Celebrity News January 25, 2025
Paul Reubens Comes Out as Gay Posthumously in Pee-wee Doc

Paul Reubens, the actor behind the iconic Pee-wee Herman character, has come out as gay — a year and a half after he died.
The New York Post reports that Reubens, who died of cancer at 70 in July 2023, sat with director Matt Wolf for 40 hours across a year to document the story of his life and career for the two-part HBO doc series "Pee-wee as Himself," which premiered Thursday at the Sundance Film Festival in Park City, Utah.
Though Reubens never publicly confirmed he was gay, in the interviews, he talks about wanting "people to see who I really am."
He says before he became a household name as Pee-wee Herman, the manic boy-man who hosted a popular Saturday-morning kids' show for years, he was in a relationship with a man named Guy from the Echo Park neighborhood of L.A. It was Guy's strange way of speaking that first inspired Reubens to create Pee-wee.
According to Reubens, Guy would say stuff like, "Mmmm! Buttery!" in a Yoda accent. "You can see where that led me," he cracks.
Guy later died of AIDS "a couple hours" after Reubens last visited him.

Back when he was a Groundlings comic, Reubens was actually openly gay, but that changed as he began to find fame. Fearing his sexual orientation would be held against him and dim his chances of accomplishing anything, he did a 180.
“I was out of the closet, and then I went back in the closet,” he says matter-of-factly in the doc. “I wasn’t pursuing the Paul Reubens career, I was pursuing the Pee-wee Herman career.”
Even though he stayed mum while people gossiped, he confirms he had "many, many secret relationships."

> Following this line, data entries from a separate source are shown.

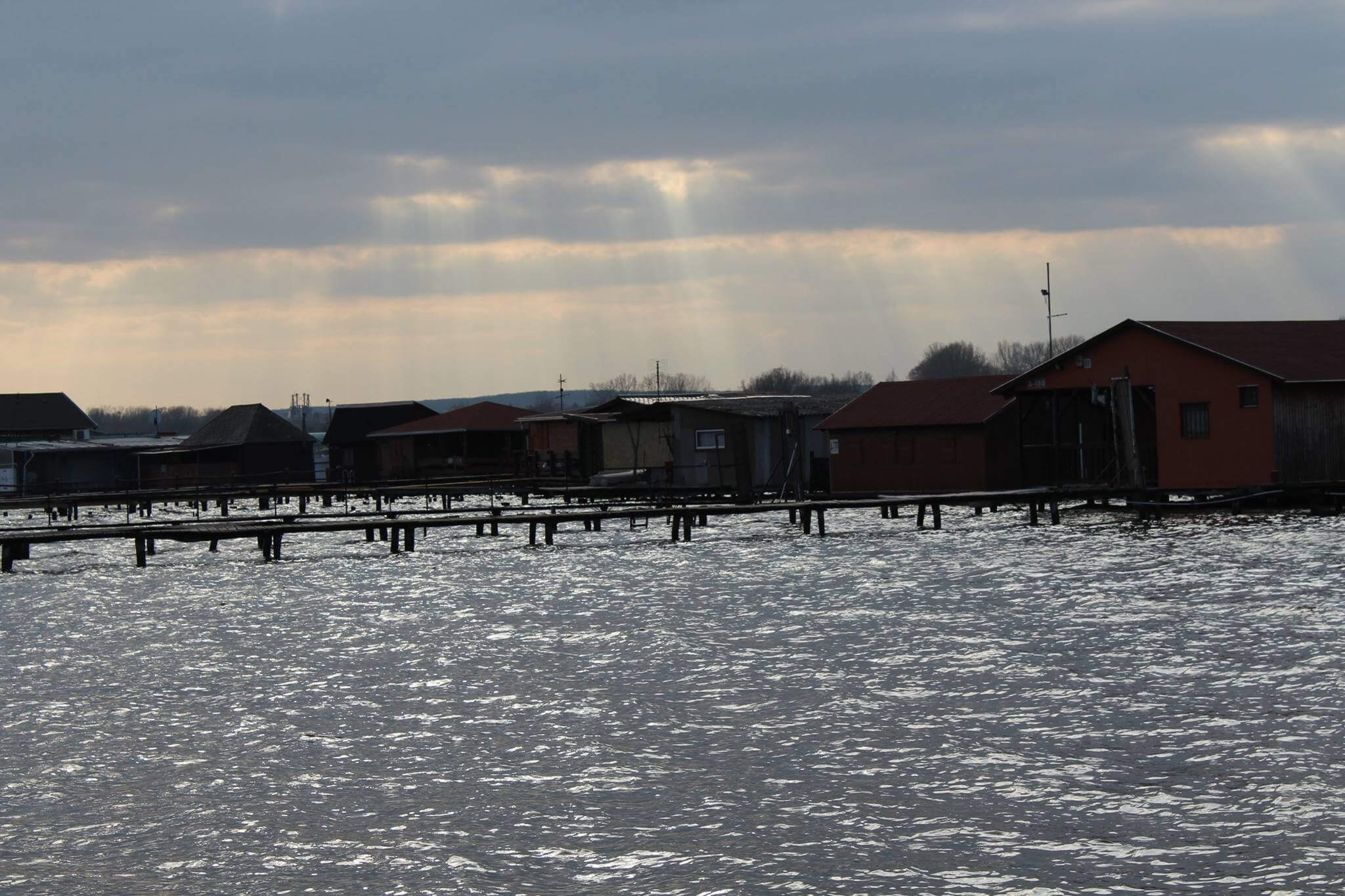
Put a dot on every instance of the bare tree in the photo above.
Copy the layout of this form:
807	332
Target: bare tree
1019	358
782	381
943	360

“I was secretive about my sexuality even to my friends [out of] self-hatred or self-preservation,” he continues in the series. “I was conflicted about sexuality. But fame was way more complicated.”

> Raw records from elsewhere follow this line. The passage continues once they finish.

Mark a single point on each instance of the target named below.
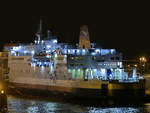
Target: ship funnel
(84, 41)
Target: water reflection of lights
(16, 105)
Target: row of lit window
(76, 58)
(76, 64)
(115, 58)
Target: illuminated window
(117, 58)
(93, 58)
(81, 58)
(71, 64)
(76, 58)
(112, 58)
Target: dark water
(39, 105)
(18, 104)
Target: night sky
(123, 26)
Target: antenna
(39, 32)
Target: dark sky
(124, 26)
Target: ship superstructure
(47, 64)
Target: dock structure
(84, 41)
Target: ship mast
(84, 41)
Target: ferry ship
(81, 70)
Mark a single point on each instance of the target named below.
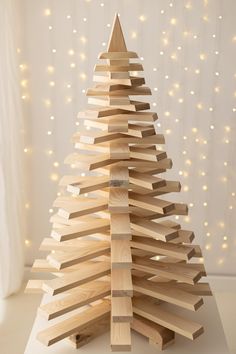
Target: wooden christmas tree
(118, 261)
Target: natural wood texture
(74, 231)
(120, 336)
(175, 323)
(182, 252)
(121, 254)
(121, 309)
(153, 229)
(111, 234)
(120, 227)
(87, 272)
(118, 200)
(63, 260)
(159, 335)
(84, 295)
(181, 272)
(121, 282)
(73, 324)
(167, 293)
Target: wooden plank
(119, 151)
(61, 260)
(74, 324)
(88, 162)
(120, 227)
(49, 244)
(112, 68)
(156, 333)
(74, 231)
(119, 176)
(81, 185)
(181, 272)
(87, 272)
(145, 180)
(82, 296)
(118, 200)
(120, 336)
(174, 322)
(150, 203)
(121, 309)
(117, 55)
(90, 332)
(72, 210)
(121, 254)
(167, 293)
(178, 251)
(147, 154)
(120, 91)
(153, 229)
(121, 282)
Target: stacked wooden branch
(116, 258)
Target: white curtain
(11, 217)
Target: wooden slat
(145, 180)
(118, 200)
(84, 295)
(153, 229)
(74, 324)
(121, 254)
(112, 68)
(117, 55)
(81, 185)
(86, 273)
(72, 210)
(74, 231)
(147, 154)
(167, 293)
(181, 272)
(121, 282)
(62, 260)
(119, 176)
(121, 309)
(119, 151)
(150, 203)
(156, 333)
(120, 336)
(180, 251)
(120, 227)
(174, 322)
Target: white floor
(17, 315)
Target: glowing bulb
(54, 177)
(142, 18)
(47, 12)
(173, 21)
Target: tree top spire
(116, 41)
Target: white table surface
(211, 342)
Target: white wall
(189, 60)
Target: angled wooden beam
(86, 273)
(61, 260)
(121, 309)
(181, 272)
(179, 251)
(168, 293)
(82, 296)
(153, 229)
(121, 254)
(73, 324)
(174, 322)
(120, 227)
(74, 231)
(121, 282)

Reubens also hid behind a "huge" weed habit.
Things took a turn for the worse when the Pee-wee character wore thin, leading to a flop movie sequel and a shocking 1991 arrest in a porn theater. "All of a sudden, I had a Charlie Manson mug shot," he recalls, referencing the notoriously grungy image of the fallen idol. "I lost control of my anonymity. It was devastating.”
Though he recovered from that scandal, he was plunged into another when a 2001 raid of his home led to child-porn charges. By then in a better place mentally, he successfully fought the worst of the charges by pointing out the vintage erotica in question was also held in college collections, winding up pleading guilty to obscenity.

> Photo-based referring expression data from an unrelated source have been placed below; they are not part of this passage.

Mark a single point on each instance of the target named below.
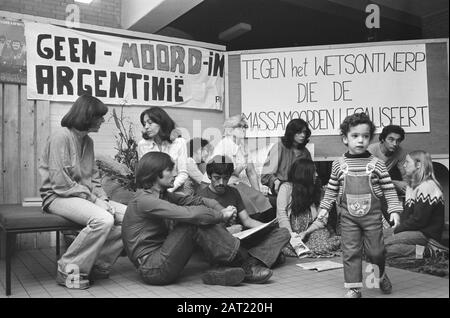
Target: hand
(229, 213)
(276, 185)
(105, 205)
(302, 235)
(236, 228)
(264, 190)
(395, 218)
(400, 186)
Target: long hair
(159, 116)
(392, 129)
(150, 167)
(84, 113)
(292, 128)
(424, 172)
(306, 188)
(222, 165)
(194, 144)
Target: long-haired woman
(422, 221)
(69, 189)
(298, 203)
(161, 135)
(282, 155)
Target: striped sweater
(381, 182)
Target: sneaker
(353, 293)
(225, 276)
(255, 272)
(281, 259)
(435, 249)
(65, 280)
(385, 284)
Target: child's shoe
(72, 282)
(385, 284)
(353, 293)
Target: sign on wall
(12, 52)
(389, 83)
(64, 63)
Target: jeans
(163, 266)
(99, 243)
(358, 233)
(404, 245)
(267, 247)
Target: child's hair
(150, 167)
(392, 129)
(355, 120)
(306, 188)
(295, 126)
(159, 116)
(425, 172)
(196, 143)
(221, 165)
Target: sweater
(424, 210)
(380, 179)
(67, 168)
(145, 225)
(279, 161)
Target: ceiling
(286, 23)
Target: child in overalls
(358, 180)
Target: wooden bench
(16, 219)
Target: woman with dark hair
(233, 145)
(160, 135)
(283, 154)
(69, 190)
(198, 154)
(422, 222)
(298, 207)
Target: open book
(299, 247)
(321, 265)
(250, 232)
(32, 201)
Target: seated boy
(265, 248)
(159, 254)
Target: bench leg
(58, 246)
(8, 255)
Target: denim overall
(360, 212)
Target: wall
(435, 25)
(24, 130)
(99, 12)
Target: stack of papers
(250, 232)
(321, 266)
(32, 201)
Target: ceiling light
(235, 31)
(84, 1)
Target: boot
(255, 271)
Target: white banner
(389, 83)
(64, 63)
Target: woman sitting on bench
(69, 190)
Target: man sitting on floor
(264, 248)
(159, 254)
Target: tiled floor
(34, 276)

He went on to a successful run on Broadway and many years of sold-out shows, plus memorable appearances on TV and in the 2016 movie threequel "Pee-wee's Big Holiday."
Though, as Variety reports, Reubens and the doc's director battled over who would control the film's content and thrust, and that Reubens did not want it to be about his legacy, that is exactly what it wound up being once he died in 2023.
Ultimately, Reubens states in the series, “Everything I did and wrote was based in love."
"Pee-wee as Himself" will stream on HBO later this year.